If you can get your potential neighbour to agree. Remove the vegetation and batter back as suggested above. Simplest solution right there. Subject to the drainage mentioned not being an issue.
That wouldn't put me off buying. But I wouldn't pay for it without a significant reduction in price as you've already calculated.
Just do away with the wall, and batter it back at 2:1 as it sounds as if there is room?
@tarquin / @twistedpencil - are there some standard formulas to work out whether turning it into a slope is acceptable? I very vaguely remember some from my uni days when I did a cross disciplinarily civil engineering project.
The stability of the slope and the pressure on the wall depend on the type of soil behind it - original clay, misc rubble from house building, etc, whether the ground rises, how well drained it is, what the loads on it might be (ie, if the boundary is close, could the neighbour put a drive in and park vehicles?).
@Ewan, as Greybeard states, it depends on the make up of the ground so difficult to say. You could look at putting in some geotextile layers to give any slope more stability.

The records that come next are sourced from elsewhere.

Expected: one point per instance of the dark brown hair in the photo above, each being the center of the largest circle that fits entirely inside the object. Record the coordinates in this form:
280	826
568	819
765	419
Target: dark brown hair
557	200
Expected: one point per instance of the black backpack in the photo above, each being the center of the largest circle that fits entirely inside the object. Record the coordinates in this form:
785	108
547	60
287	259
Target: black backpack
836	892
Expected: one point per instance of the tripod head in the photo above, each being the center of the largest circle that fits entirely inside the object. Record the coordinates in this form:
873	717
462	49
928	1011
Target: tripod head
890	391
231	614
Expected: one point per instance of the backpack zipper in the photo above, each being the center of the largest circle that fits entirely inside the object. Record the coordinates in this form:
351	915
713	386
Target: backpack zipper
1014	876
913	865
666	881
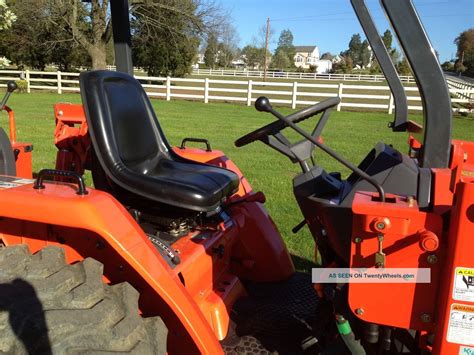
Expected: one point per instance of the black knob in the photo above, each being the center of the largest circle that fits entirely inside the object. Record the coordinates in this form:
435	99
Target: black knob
11	86
263	104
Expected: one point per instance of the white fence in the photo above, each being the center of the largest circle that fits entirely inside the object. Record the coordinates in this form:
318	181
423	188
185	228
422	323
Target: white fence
296	75
374	97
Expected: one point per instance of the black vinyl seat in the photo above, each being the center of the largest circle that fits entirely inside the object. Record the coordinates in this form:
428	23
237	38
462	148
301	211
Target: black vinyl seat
134	154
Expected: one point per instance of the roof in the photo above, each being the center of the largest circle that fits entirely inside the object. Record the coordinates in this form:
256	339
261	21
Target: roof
305	49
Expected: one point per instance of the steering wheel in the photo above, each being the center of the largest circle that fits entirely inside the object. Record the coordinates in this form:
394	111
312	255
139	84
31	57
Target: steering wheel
263	104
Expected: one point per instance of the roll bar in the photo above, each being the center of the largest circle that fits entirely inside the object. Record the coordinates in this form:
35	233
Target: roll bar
122	38
437	111
386	64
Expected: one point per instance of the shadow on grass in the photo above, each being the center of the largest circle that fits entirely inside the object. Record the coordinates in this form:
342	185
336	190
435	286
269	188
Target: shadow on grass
26	316
303	264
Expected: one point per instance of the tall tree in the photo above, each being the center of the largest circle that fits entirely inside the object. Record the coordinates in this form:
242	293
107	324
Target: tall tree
387	39
285	49
253	56
228	45
88	24
465	52
355	48
163	51
365	54
212	51
403	67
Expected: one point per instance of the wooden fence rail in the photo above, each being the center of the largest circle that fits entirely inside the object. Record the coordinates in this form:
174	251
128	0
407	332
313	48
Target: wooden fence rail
370	97
296	75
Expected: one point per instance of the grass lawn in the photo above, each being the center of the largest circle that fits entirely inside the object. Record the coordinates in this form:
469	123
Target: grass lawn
352	134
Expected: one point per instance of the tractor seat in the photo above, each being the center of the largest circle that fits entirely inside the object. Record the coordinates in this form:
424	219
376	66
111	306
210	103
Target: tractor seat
134	154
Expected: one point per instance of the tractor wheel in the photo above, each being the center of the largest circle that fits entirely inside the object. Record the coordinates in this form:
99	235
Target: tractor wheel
50	307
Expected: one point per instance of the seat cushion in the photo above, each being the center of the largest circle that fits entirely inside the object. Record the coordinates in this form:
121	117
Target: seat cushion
134	154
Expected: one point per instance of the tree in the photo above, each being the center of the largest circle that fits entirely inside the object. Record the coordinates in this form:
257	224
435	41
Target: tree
387	39
162	51
365	54
38	43
253	56
211	52
465	52
228	46
87	25
355	49
403	67
448	66
281	60
285	52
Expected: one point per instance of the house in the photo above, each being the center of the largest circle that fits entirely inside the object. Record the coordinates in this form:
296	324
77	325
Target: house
307	56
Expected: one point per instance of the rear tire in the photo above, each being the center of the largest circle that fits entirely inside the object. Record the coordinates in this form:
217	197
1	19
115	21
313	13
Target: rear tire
48	306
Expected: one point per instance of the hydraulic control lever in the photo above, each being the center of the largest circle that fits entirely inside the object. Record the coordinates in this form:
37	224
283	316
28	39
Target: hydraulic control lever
11	86
290	121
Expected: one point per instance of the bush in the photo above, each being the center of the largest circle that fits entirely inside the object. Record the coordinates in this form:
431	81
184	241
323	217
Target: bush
22	85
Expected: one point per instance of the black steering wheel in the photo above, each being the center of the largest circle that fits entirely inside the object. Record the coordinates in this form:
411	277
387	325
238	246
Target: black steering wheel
263	104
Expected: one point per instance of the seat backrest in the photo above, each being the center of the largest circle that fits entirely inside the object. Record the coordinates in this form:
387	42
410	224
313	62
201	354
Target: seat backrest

Alternatively my new favourite type of retaining wall is the earth filled bags that can be seeded so become a green embankment. This might be a cheaper alternative to a brick wall.
If it was my boundary though I'd probably build it back in brick and take the wall up to 1.8m height or so.
The main thing would be agreement with your future neighbour mind, they may not want a sloping bit of land here if it's used as access etc.
Cool cheers - hopefully I'll get the seller to pop for the 10k.
Had something similar at the end of our home retaining our garden from neighbours drive.
What little i could find implied it was retaining my land so my problem and wall was predominantly on my land.
Bit more substantial in height (140cm) but only 8m long.
We paid £4,000
BUT
that was just materials/building and did include 8m of fence on top. We dismantled the wall, dug the garden/earth back 50cm and dug the foundation ditch for its replacement.
Don't underestimate how labour intensive it will be to prep the ground before ready to build a wall.
We had quotes from £8k (still us doing the clearing) to £17k (they did everything).
I'd not let it put me off buying the house.
If you do rebuild the wall make sure that drains [could just be gaps in the mortar] are in place to stop water building up behind it.
If you are absolutely sure the wall isn't retaining the neighbouring property I'll suggest doing a timber sleeper wall supported between the flanges of steel columns placed in concrete pad foundations. Stick some free draining material down the back with a perforated pipe at foundation level to take the water away.
(14 years experience as a structural technician so I've drawn up many retaining walls in similar situations)
If you are absolutely sure the wall isn’t retaining the neighbouring property I’ll suggest doing a timber sleeper wall supported between the flanges of steel columns placed in concrete pad foundations.
I'm not totally sure, I don't think it is, but that's a guess - if nothing else, it's not been maintained for best part of 40 years. I'm going to take a tape measure next week and get some proper measurements instead of my guesstimates.
Gabions, dead easy to do yourself. Cheap as well.
Problem is getting the stuff out that’s there now, but you could do one at a time.